La société chinoise devra indemniser Moneygram de 30 millions de dollars pour cette décision. Le rachat de MoneyGram a été bloqué par les Etats-Unis pour des raisons de « sécurité nationale ».

Le CFIUS considère que ce projet, qui aurait permis à la société chinoise d’acquérir des informations sur des millions de comptes bancaires, est une menace à la sécurité informatique des américains.

Bien qu’Ant Financial ait réitéré à plusieurs reprises et sous diverses formes sa promesse de garantir la sécurité de ces informations, a précisé l’agence de presse, Xinhua.

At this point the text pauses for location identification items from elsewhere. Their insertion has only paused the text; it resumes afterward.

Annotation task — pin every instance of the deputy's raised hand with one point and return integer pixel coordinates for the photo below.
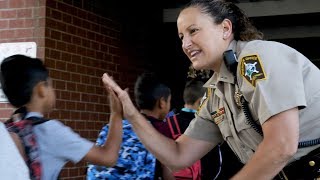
(115, 104)
(129, 110)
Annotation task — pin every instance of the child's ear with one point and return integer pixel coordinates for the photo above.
(41, 89)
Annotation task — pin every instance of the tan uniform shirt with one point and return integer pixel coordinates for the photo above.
(273, 78)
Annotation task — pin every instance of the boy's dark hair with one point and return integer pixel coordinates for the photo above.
(148, 89)
(193, 91)
(19, 75)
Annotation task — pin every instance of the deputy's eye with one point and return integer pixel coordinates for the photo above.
(193, 30)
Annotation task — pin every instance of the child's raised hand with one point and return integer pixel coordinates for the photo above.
(129, 109)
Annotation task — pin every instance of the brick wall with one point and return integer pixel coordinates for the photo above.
(78, 46)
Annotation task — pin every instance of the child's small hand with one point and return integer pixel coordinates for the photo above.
(129, 110)
(115, 104)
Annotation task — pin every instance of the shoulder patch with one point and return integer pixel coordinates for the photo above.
(251, 69)
(205, 98)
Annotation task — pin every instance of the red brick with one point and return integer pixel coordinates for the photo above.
(12, 13)
(24, 13)
(4, 24)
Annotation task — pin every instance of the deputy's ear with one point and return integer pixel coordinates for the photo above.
(162, 103)
(227, 28)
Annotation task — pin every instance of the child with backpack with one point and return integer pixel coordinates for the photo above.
(47, 145)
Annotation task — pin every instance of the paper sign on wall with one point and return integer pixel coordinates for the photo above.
(9, 49)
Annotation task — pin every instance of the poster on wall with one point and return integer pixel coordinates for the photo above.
(9, 49)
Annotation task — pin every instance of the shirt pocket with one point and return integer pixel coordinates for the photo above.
(225, 129)
(242, 122)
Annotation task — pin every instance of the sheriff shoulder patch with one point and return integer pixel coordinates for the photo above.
(252, 69)
(205, 98)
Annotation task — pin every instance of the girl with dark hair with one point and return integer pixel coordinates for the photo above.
(262, 98)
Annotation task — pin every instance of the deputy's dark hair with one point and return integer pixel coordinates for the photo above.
(220, 9)
(19, 75)
(148, 89)
(193, 91)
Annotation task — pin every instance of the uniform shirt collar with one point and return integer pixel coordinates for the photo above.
(224, 75)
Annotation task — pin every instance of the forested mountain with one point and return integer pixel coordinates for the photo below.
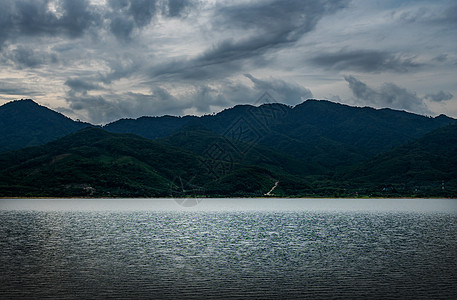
(93, 162)
(425, 165)
(24, 123)
(317, 148)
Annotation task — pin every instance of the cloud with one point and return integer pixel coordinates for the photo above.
(34, 18)
(440, 96)
(101, 106)
(365, 61)
(81, 86)
(388, 95)
(282, 91)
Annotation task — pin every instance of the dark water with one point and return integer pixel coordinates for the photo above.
(227, 253)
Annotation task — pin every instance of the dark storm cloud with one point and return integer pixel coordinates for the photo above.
(440, 96)
(14, 87)
(80, 85)
(447, 16)
(282, 91)
(388, 95)
(75, 17)
(270, 25)
(32, 18)
(365, 61)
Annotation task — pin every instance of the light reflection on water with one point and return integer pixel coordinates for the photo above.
(228, 249)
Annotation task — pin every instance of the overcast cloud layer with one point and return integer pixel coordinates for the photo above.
(99, 61)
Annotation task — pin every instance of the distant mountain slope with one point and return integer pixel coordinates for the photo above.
(332, 135)
(149, 127)
(425, 164)
(370, 131)
(24, 123)
(96, 163)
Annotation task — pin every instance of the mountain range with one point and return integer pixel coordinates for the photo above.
(315, 149)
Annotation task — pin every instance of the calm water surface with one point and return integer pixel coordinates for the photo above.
(228, 249)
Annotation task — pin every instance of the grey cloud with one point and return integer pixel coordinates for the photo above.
(201, 99)
(128, 15)
(80, 85)
(32, 17)
(274, 25)
(445, 15)
(282, 91)
(389, 95)
(365, 61)
(440, 96)
(177, 8)
(26, 57)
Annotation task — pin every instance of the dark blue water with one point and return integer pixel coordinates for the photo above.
(228, 253)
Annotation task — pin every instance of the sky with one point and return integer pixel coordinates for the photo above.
(103, 60)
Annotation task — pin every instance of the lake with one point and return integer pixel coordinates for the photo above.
(229, 248)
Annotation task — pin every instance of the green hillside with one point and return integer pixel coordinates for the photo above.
(95, 163)
(24, 123)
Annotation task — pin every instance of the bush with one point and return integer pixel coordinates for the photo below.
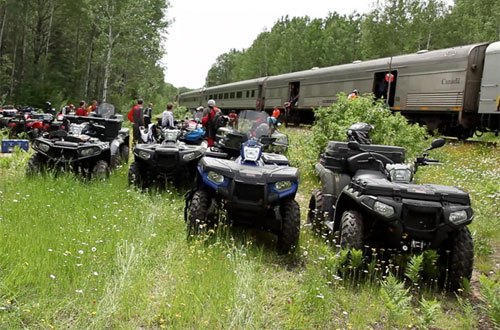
(390, 128)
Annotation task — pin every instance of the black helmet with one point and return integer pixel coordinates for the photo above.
(359, 132)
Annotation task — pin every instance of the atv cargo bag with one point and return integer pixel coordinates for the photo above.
(422, 192)
(337, 153)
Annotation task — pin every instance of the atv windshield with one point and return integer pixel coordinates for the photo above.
(253, 123)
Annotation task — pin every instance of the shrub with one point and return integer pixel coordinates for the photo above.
(389, 128)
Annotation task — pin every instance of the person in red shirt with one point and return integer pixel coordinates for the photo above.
(137, 119)
(81, 111)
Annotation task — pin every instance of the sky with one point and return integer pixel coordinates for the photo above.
(204, 29)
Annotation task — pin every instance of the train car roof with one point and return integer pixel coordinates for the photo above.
(493, 48)
(398, 61)
(460, 52)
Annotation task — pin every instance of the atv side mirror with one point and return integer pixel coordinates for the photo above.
(353, 145)
(438, 143)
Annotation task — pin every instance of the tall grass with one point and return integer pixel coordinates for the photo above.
(101, 255)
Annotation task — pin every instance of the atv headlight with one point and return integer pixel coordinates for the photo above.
(89, 151)
(215, 177)
(189, 156)
(43, 147)
(400, 175)
(251, 153)
(282, 185)
(458, 217)
(144, 154)
(383, 209)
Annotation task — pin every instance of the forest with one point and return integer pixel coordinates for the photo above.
(111, 50)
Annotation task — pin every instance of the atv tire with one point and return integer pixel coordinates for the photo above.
(315, 215)
(351, 230)
(100, 171)
(199, 219)
(288, 238)
(135, 176)
(36, 165)
(461, 259)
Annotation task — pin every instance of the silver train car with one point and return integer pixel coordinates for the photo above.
(455, 90)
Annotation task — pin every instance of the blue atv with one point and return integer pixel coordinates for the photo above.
(256, 189)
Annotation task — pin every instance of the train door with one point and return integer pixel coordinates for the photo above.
(291, 113)
(384, 86)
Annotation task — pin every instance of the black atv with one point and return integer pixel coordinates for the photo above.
(256, 189)
(166, 158)
(90, 146)
(368, 198)
(251, 124)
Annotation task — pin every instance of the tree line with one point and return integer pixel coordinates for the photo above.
(391, 28)
(61, 50)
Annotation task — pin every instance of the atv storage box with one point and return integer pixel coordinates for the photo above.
(337, 153)
(277, 159)
(9, 145)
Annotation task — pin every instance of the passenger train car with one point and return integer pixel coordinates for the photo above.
(455, 90)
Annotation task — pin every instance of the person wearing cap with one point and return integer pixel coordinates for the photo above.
(167, 117)
(353, 95)
(208, 121)
(81, 111)
(137, 116)
(198, 113)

dans un communiqué conjoint des deux groupes (Alipay et MoneyGram), Alex Holmes, directeur général de MoneyGram, a expliqué que « l’environnement géopolitique a considérablement changé depuis que nous avons annoncé la première offre d’Ant Financial il y a près d’un an ».

« Malgré nos efforts incessants pour travailler de manière constructive avec le gouvernement américain, il est maintenant devenu clair que le CFIUS n’autorisera pas cette fusion« , a indiqué le communiqué.

D’autant que les deux compagnies auraient proposé à trois reprises des concessions pour tenter d’obtenir le feu vert du CFIUS, mais ce dernier s’inquiétait précisément de « la sécurité de données pouvant servir à identifier des citoyens américains » selon des sources proches du dossier, citées par l’agence de presse britannique, Reuters.

De son l’agence Xinhua a réalisé une étude : 39% des projets d’acquisition menés par des investisseurs chinois aux Etats-Unis ont fait l’objet d’une enquête de l’office américain entre 2011 et 2013, et que le montant des investissements chinois aux Etats-Unis ont énormément diminué, avec une baisse de 80% en 2017 par rapport à l’année précédente.

Concernant l’abandon du projet d’Ant Financial, le porte-parole du ministère chinois des affaires étrangères, Geng Shuang, a appelé les Etats-Unis à assurer un environnement équitable et prévisible aux investisseurs chinois, soulignant que « la coopération économique et commerciale est par nature profitable à toutes les parties concernées ».

Ce dernier a précisé que le gouvernement chinois demande toujours aux entrepreneurs souhaitant se développer à l’étranger d’observer les règles et les lois des pays d’accueil. Mais l’essor fulgurant d’Alipay dans le paiement en ligne et mobile, qui s’étend hors de Chine à travers les touristes chinois, fait sans doute peur à l’administration du président américain, Donald Trump.